We create technologies that extend our powers for and with our hands - hands write with pens and typewriters, paint with brushes and pencils, cook with knives and saucepans, brush with brushes, wash with soap and flannels, make music with flutes and violins. On and on and on. Hands connect and disconnect us. We become-with these fine instruments, our hands. Our brains rely on and live in our hands. We have and make worlds with our hands. Losing our hands is, as you so vividly help illuminate, is like losing life itself.
When very ill I met a wonderful consultant, Dr Joshi, who said to me “I know what this is, I’ll have you right and back together again - it’ll take a couple of years.” He pushed a horse-sized hypodermic full of cortisone into my bum and gave me new drugs and sent me off to dieticians, physios and OTs.

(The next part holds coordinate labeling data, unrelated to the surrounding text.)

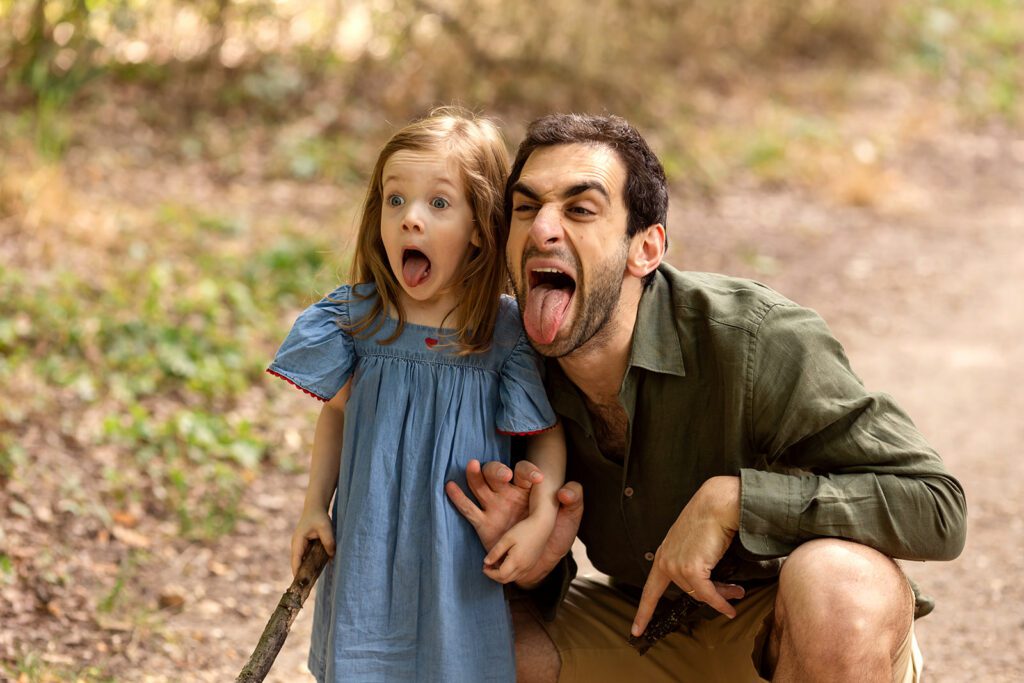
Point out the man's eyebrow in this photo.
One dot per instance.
(573, 190)
(523, 188)
(585, 187)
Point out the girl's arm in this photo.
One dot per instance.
(517, 551)
(324, 467)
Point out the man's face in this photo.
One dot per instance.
(567, 244)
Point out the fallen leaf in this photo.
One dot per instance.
(130, 538)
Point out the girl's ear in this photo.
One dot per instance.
(646, 251)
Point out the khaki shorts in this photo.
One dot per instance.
(590, 633)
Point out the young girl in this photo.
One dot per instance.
(423, 366)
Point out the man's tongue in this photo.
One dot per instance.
(545, 309)
(416, 268)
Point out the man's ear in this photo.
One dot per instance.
(646, 251)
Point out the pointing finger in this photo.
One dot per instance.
(462, 503)
(526, 474)
(496, 474)
(652, 591)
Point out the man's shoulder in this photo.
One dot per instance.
(719, 299)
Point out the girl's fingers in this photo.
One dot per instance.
(326, 535)
(496, 475)
(497, 552)
(462, 503)
(526, 474)
(298, 548)
(476, 482)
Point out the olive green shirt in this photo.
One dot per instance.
(726, 377)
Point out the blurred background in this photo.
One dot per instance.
(178, 178)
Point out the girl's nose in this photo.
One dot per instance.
(412, 221)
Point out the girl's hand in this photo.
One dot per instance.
(312, 524)
(517, 551)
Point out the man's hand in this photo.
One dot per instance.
(503, 497)
(504, 501)
(692, 547)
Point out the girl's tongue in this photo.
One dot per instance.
(415, 267)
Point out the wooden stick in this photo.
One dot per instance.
(281, 621)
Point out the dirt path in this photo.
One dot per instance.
(924, 288)
(928, 304)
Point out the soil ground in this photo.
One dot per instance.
(923, 286)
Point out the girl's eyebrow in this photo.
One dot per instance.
(394, 177)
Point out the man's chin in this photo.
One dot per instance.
(556, 348)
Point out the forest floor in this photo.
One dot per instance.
(914, 259)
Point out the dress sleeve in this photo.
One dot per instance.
(317, 355)
(523, 407)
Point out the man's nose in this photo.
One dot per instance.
(547, 227)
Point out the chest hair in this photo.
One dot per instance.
(610, 423)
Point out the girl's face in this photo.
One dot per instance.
(427, 227)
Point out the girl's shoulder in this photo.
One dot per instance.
(508, 328)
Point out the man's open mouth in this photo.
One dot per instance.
(551, 291)
(415, 266)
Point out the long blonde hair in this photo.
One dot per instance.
(477, 145)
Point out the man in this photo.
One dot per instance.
(716, 428)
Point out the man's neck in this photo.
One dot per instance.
(598, 367)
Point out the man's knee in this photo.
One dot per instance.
(536, 656)
(838, 595)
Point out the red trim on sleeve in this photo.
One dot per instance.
(539, 431)
(303, 389)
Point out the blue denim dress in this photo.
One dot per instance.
(404, 597)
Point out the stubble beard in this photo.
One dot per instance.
(595, 304)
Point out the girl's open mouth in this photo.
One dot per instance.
(415, 266)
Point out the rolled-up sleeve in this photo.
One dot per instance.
(840, 462)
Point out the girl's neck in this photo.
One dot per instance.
(436, 312)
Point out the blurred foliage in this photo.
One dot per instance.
(169, 331)
(351, 62)
(167, 349)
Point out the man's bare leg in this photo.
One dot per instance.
(537, 657)
(842, 611)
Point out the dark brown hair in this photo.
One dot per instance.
(646, 191)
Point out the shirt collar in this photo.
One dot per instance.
(656, 345)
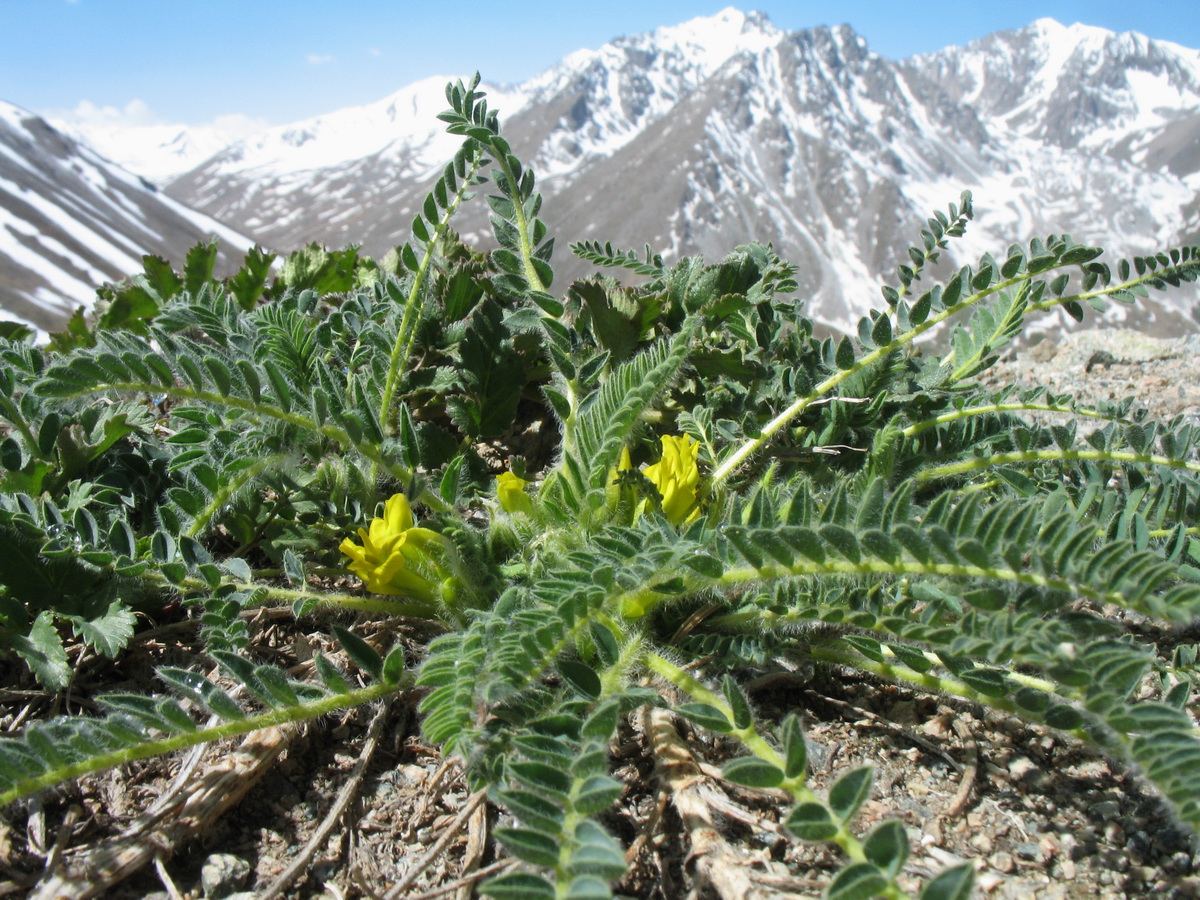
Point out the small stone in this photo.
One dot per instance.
(1002, 862)
(989, 881)
(222, 875)
(1030, 852)
(1105, 809)
(1179, 864)
(1044, 351)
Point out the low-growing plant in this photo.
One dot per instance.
(609, 498)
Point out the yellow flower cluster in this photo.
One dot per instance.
(510, 492)
(677, 478)
(394, 551)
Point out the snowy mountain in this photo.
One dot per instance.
(71, 220)
(156, 153)
(725, 130)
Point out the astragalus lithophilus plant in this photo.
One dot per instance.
(720, 491)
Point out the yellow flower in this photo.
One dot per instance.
(510, 492)
(677, 477)
(393, 551)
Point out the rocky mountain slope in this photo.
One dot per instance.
(71, 220)
(726, 129)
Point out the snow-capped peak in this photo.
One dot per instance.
(403, 121)
(709, 41)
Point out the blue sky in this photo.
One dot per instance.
(269, 61)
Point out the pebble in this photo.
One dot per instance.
(222, 875)
(1031, 852)
(982, 843)
(1002, 862)
(1105, 809)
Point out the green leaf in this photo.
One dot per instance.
(603, 721)
(581, 677)
(811, 822)
(796, 750)
(887, 846)
(957, 883)
(857, 881)
(529, 845)
(597, 795)
(706, 717)
(743, 718)
(753, 772)
(394, 665)
(850, 791)
(543, 777)
(364, 654)
(519, 886)
(43, 652)
(588, 887)
(109, 631)
(845, 354)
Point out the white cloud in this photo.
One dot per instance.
(239, 125)
(135, 113)
(89, 117)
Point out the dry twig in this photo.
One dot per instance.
(345, 797)
(712, 859)
(442, 843)
(95, 869)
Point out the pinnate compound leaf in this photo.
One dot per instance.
(588, 887)
(598, 852)
(857, 881)
(108, 633)
(43, 652)
(394, 665)
(581, 677)
(528, 845)
(742, 715)
(957, 883)
(706, 717)
(597, 795)
(519, 886)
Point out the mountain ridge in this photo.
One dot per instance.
(71, 220)
(725, 129)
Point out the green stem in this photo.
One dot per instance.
(522, 222)
(918, 427)
(221, 497)
(1150, 276)
(928, 681)
(303, 712)
(333, 432)
(407, 606)
(407, 331)
(759, 747)
(783, 419)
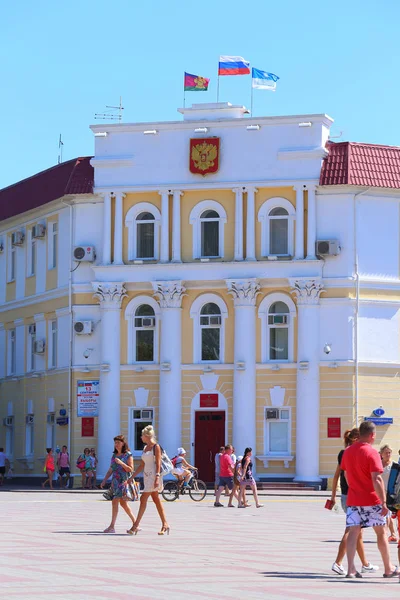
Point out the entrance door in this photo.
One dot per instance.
(209, 437)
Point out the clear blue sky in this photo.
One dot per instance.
(60, 63)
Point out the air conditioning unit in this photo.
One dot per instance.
(83, 327)
(84, 253)
(278, 319)
(272, 413)
(38, 347)
(148, 321)
(147, 414)
(17, 238)
(38, 231)
(327, 248)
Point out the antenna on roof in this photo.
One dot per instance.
(114, 114)
(60, 147)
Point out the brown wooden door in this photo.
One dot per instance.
(209, 437)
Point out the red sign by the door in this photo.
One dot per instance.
(208, 400)
(87, 426)
(334, 427)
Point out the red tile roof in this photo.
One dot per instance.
(74, 176)
(353, 163)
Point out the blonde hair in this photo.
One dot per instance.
(150, 433)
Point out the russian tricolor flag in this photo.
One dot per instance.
(233, 65)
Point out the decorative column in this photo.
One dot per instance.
(176, 226)
(164, 251)
(299, 246)
(238, 223)
(169, 295)
(107, 229)
(244, 292)
(251, 224)
(119, 196)
(110, 296)
(311, 223)
(307, 293)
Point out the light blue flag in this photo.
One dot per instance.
(261, 80)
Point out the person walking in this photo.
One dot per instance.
(247, 479)
(63, 468)
(366, 500)
(121, 468)
(386, 456)
(350, 436)
(49, 468)
(150, 464)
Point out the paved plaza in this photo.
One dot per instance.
(52, 547)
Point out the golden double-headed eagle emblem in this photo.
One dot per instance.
(204, 156)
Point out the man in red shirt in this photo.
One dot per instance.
(225, 473)
(366, 499)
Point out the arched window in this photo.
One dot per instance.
(277, 227)
(277, 313)
(208, 312)
(143, 222)
(145, 235)
(208, 219)
(143, 315)
(210, 325)
(145, 324)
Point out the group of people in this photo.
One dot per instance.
(234, 474)
(363, 475)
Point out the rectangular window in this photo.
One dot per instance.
(278, 343)
(141, 418)
(53, 245)
(12, 352)
(53, 344)
(278, 431)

Susie Botha, a specialist hand occupational therapist, caressed my hands and my spirits, and built me splints for working, splints for resting, splints for sleeping in, and gave me gloves for warming white fingers and containing their puffiness – like yours Hanif, they were like sausages. All this to help the joints in my hands mend, help prevent too much long lasting distortion and deformity.
Susie explained about the Cortical Homunculus - how hands, lips, tongues take up enormous areas of our brains relative to their size - so it is no wonder we feel that when we lose our hands, we lose our world. Later in my working life I met a doctor and bioengineer making bionic arms and hands – he thought that
most people in the world would rather lose their legs than their hands. I don’t know if that is right, but I knew what he meant.
As you so beautifully describe, it takes a village to help get through such devastation – yours so much worse than my own. I was so moved by how you and the other patients, Miss S and Maestro in particular, as well as nurses and physios, and theirs and your technologies (the voice control writing, the Lokomat), built a new world together. How family, colleagues and friends gathered and held onto you and found new ways for you and them to be. How you show all living and dying to be always collaborative, always more than human. And then there is the wonder of people loving you and caring even though you feel so unlovable, so unbecoming.
I didn’t have to stay in hospital but was cared for at home - my family, friends, and colleagues were also immense. My book was published and won a prize - congratulations me. So, all this is by way of saying thank you for writing your wonderful book and inspiring me to write this. I will write to you again, and meanwhile please can your hands accept my love.